Structural process overviews for Snowflake on AWS
Last updated
Last updated
The following high-level diagrams describe how Tonic Structural orchestrates the processing and moving of data in a Snowflake on AWS.
Structural manages the lifetimes of data and resources used in AWS. It only requires you to assign the necessary permissions to the IAM role that Structural uses.
By default, Structural uses the following data generation process:
At a high level:
Structural copies the table data into either an S3 bucket or an external stage as CSV files. You specify the S3 bucket path or stage in the Structural workspace configuration.
If you use a single location for both source and destination data, the data files are copied into an input
folder.
Structural applies the configured generators to the data in the files, then writes the resulting files to an S3 bucket or external stage.
If you use a single location for both source and destination data, the data files are copied into an output
folder.
After it processes all of the files, Structural copies the data from the S3 bucket or external stage into the Snowflake destination database.
That process cannot support data generation on data volumes that are hundreds of gigabytes or larger.
For those larger data volumes, you can have the data generation process use a Lambda function, Amazon S3, and Amazon SQS events:
Structural creates a Lambda function for your version of Structural.

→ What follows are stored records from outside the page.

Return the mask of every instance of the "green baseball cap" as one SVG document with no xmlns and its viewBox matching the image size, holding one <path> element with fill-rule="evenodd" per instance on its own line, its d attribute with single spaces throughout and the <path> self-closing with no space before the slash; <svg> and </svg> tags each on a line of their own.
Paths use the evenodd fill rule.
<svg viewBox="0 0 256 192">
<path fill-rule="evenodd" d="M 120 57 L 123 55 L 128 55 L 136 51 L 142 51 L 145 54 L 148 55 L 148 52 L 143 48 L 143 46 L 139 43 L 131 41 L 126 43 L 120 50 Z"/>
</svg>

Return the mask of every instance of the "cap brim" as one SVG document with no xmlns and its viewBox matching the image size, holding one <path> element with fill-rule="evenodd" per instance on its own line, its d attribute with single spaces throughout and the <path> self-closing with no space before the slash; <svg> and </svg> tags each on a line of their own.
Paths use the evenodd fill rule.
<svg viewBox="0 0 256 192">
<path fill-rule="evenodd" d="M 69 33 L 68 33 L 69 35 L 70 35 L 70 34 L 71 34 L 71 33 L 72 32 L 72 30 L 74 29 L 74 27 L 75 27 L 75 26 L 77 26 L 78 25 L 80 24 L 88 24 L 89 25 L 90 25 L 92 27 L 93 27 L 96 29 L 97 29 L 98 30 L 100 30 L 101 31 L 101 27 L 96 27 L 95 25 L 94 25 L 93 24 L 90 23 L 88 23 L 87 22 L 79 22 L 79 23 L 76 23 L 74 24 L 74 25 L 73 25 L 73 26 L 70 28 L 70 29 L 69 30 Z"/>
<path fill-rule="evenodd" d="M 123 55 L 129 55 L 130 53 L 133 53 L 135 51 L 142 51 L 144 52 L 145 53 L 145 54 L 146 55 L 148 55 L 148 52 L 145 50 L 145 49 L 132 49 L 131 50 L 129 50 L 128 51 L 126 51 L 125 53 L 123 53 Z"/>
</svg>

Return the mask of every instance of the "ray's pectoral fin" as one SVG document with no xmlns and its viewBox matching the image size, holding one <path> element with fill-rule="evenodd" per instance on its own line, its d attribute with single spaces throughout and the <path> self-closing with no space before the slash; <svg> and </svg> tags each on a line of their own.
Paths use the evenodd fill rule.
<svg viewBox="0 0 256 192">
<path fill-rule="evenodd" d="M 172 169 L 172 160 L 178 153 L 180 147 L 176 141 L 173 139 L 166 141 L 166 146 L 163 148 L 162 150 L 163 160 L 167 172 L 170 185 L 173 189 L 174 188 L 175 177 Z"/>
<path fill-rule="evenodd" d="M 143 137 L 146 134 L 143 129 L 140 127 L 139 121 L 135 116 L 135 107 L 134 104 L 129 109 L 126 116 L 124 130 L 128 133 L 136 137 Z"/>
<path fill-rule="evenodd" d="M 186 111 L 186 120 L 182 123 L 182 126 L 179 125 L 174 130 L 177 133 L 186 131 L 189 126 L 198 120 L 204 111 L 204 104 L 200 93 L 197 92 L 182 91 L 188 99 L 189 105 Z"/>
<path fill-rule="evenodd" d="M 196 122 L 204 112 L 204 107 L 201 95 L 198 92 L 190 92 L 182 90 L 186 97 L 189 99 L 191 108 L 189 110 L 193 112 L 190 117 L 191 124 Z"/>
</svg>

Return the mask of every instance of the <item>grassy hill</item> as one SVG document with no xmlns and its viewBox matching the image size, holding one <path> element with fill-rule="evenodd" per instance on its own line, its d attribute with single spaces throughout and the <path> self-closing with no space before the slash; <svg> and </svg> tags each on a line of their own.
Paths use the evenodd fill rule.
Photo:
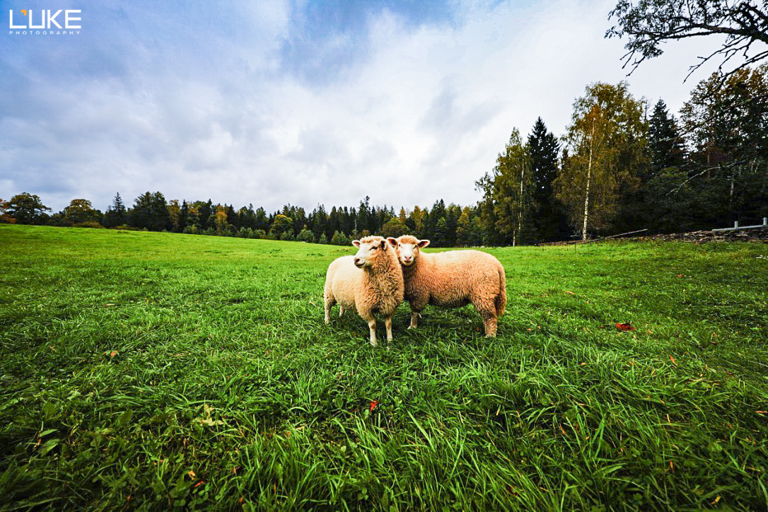
<svg viewBox="0 0 768 512">
<path fill-rule="evenodd" d="M 768 507 L 768 246 L 485 250 L 372 348 L 351 246 L 0 226 L 0 508 Z"/>
</svg>

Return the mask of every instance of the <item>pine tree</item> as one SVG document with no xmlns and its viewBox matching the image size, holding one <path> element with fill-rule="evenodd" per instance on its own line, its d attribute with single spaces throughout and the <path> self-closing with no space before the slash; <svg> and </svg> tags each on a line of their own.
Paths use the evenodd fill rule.
<svg viewBox="0 0 768 512">
<path fill-rule="evenodd" d="M 528 138 L 531 174 L 534 182 L 531 212 L 535 236 L 539 241 L 563 239 L 568 236 L 568 219 L 562 205 L 554 197 L 552 182 L 558 177 L 560 144 L 541 117 L 536 120 Z"/>
<path fill-rule="evenodd" d="M 650 173 L 647 179 L 667 167 L 681 167 L 685 156 L 683 138 L 677 130 L 674 116 L 670 116 L 667 104 L 659 100 L 648 123 L 648 146 L 650 150 Z"/>
<path fill-rule="evenodd" d="M 123 204 L 123 200 L 121 198 L 120 193 L 118 192 L 114 196 L 111 206 L 108 207 L 107 211 L 104 212 L 104 227 L 117 227 L 118 226 L 127 224 L 127 216 L 125 205 Z"/>
</svg>

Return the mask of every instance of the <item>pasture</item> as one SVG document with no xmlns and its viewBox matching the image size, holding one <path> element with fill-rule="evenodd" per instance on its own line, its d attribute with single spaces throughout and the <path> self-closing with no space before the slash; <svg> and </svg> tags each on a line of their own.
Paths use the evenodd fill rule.
<svg viewBox="0 0 768 512">
<path fill-rule="evenodd" d="M 0 226 L 0 509 L 768 508 L 768 245 L 485 250 L 388 349 L 351 246 Z"/>
</svg>

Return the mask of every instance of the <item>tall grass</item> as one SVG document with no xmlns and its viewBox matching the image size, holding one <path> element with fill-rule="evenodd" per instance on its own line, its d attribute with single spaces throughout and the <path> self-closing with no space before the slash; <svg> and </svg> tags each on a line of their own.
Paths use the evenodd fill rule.
<svg viewBox="0 0 768 512">
<path fill-rule="evenodd" d="M 0 226 L 0 507 L 768 507 L 768 246 L 488 249 L 497 339 L 389 348 L 323 322 L 353 250 Z"/>
</svg>

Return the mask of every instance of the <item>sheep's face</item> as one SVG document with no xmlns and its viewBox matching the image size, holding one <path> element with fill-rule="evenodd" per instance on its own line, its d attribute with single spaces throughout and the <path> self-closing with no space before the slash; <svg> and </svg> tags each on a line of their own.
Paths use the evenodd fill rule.
<svg viewBox="0 0 768 512">
<path fill-rule="evenodd" d="M 387 241 L 381 236 L 366 236 L 362 240 L 353 240 L 352 245 L 357 247 L 355 266 L 359 269 L 370 266 L 379 253 L 387 250 Z"/>
<path fill-rule="evenodd" d="M 395 246 L 397 257 L 403 266 L 410 266 L 419 257 L 419 249 L 429 245 L 429 240 L 419 240 L 415 236 L 403 235 L 398 239 L 391 239 L 389 243 Z"/>
</svg>

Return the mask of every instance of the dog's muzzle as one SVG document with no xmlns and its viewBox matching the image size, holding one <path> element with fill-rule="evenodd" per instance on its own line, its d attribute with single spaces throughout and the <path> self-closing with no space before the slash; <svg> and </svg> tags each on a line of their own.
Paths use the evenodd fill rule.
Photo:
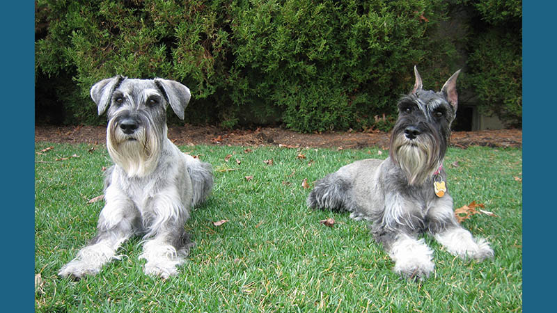
<svg viewBox="0 0 557 313">
<path fill-rule="evenodd" d="M 118 126 L 122 129 L 122 132 L 127 135 L 131 135 L 139 128 L 139 122 L 133 118 L 124 118 L 120 121 Z"/>
<path fill-rule="evenodd" d="M 410 140 L 416 139 L 422 131 L 415 126 L 409 126 L 405 129 L 405 136 Z"/>
</svg>

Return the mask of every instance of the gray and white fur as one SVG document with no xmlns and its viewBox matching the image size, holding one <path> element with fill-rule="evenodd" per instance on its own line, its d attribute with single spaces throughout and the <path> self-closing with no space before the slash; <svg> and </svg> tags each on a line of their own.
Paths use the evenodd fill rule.
<svg viewBox="0 0 557 313">
<path fill-rule="evenodd" d="M 395 262 L 393 271 L 421 279 L 434 270 L 433 251 L 418 235 L 427 233 L 462 259 L 493 257 L 488 242 L 473 238 L 456 220 L 448 193 L 439 198 L 434 179 L 446 182 L 442 163 L 456 116 L 456 80 L 460 70 L 441 91 L 416 83 L 398 102 L 389 156 L 365 159 L 343 166 L 316 182 L 307 204 L 312 208 L 351 212 L 356 220 L 371 221 L 374 239 Z"/>
<path fill-rule="evenodd" d="M 132 236 L 143 236 L 146 274 L 164 279 L 178 273 L 189 241 L 184 225 L 191 208 L 213 185 L 212 168 L 182 153 L 168 138 L 166 109 L 184 118 L 190 93 L 176 81 L 116 76 L 95 83 L 91 96 L 99 115 L 107 111 L 107 147 L 114 165 L 106 172 L 97 234 L 58 275 L 95 275 L 118 259 Z"/>
</svg>

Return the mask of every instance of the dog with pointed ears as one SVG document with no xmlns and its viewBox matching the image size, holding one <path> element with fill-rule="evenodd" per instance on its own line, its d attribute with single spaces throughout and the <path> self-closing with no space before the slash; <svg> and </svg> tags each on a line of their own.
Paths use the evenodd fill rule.
<svg viewBox="0 0 557 313">
<path fill-rule="evenodd" d="M 118 259 L 118 248 L 143 236 L 146 274 L 166 279 L 193 245 L 184 225 L 191 208 L 213 185 L 212 168 L 182 153 L 168 138 L 168 106 L 184 119 L 189 89 L 174 81 L 103 79 L 91 90 L 99 115 L 107 111 L 107 147 L 114 162 L 106 171 L 104 200 L 96 236 L 60 270 L 79 279 Z"/>
<path fill-rule="evenodd" d="M 478 261 L 493 257 L 484 239 L 474 238 L 457 221 L 447 191 L 443 159 L 458 104 L 456 72 L 439 92 L 416 83 L 398 104 L 398 118 L 386 159 L 365 159 L 343 166 L 317 181 L 312 208 L 348 211 L 371 221 L 375 240 L 405 278 L 422 279 L 434 271 L 433 251 L 418 235 L 433 236 L 453 255 Z"/>
</svg>

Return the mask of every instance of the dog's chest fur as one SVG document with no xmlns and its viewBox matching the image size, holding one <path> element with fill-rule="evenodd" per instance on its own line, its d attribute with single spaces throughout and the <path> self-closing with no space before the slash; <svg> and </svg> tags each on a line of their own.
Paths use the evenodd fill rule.
<svg viewBox="0 0 557 313">
<path fill-rule="evenodd" d="M 109 172 L 109 184 L 118 186 L 140 211 L 150 211 L 152 200 L 162 197 L 189 205 L 187 199 L 191 194 L 191 182 L 182 153 L 172 144 L 164 147 L 155 170 L 146 176 L 130 177 L 118 165 Z"/>
</svg>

This occurs once for each version of Structural. The Lambda function is created when you run your first data generation job after you install or update Structural.
Structural creates an Amazon SQS queue and Amazon S3 event triggers. This occurs once for each job. The resource names are scoped to the specific data generation job.
Structural copies table data into Amazon S3 as CSV files. You specify the S3 bucket path in the Structural workspace configuration. Within the S3 bucket, the data files are copied into an input
folder.
As files land in Amazon S3, Amazon S3 event notifications place messages in Amazon SQS. Messages in Amazon SQS trigger Lambda function invocations.
By default, each file placed in Amazon S3 has a maximum file size of 16MB. Each Lambda invocation processes a single file. Lambda processes each file and writes the files back to Amazon S3 in an output
folder in the S3 bucket.
After it processes all of files for a table, Structural copies the data back into Snowflake, into the destination database.
After it processes all of the tables, Structural removes ephemeral AWS components such as event notifications for Amazon SQS and Amazon S3.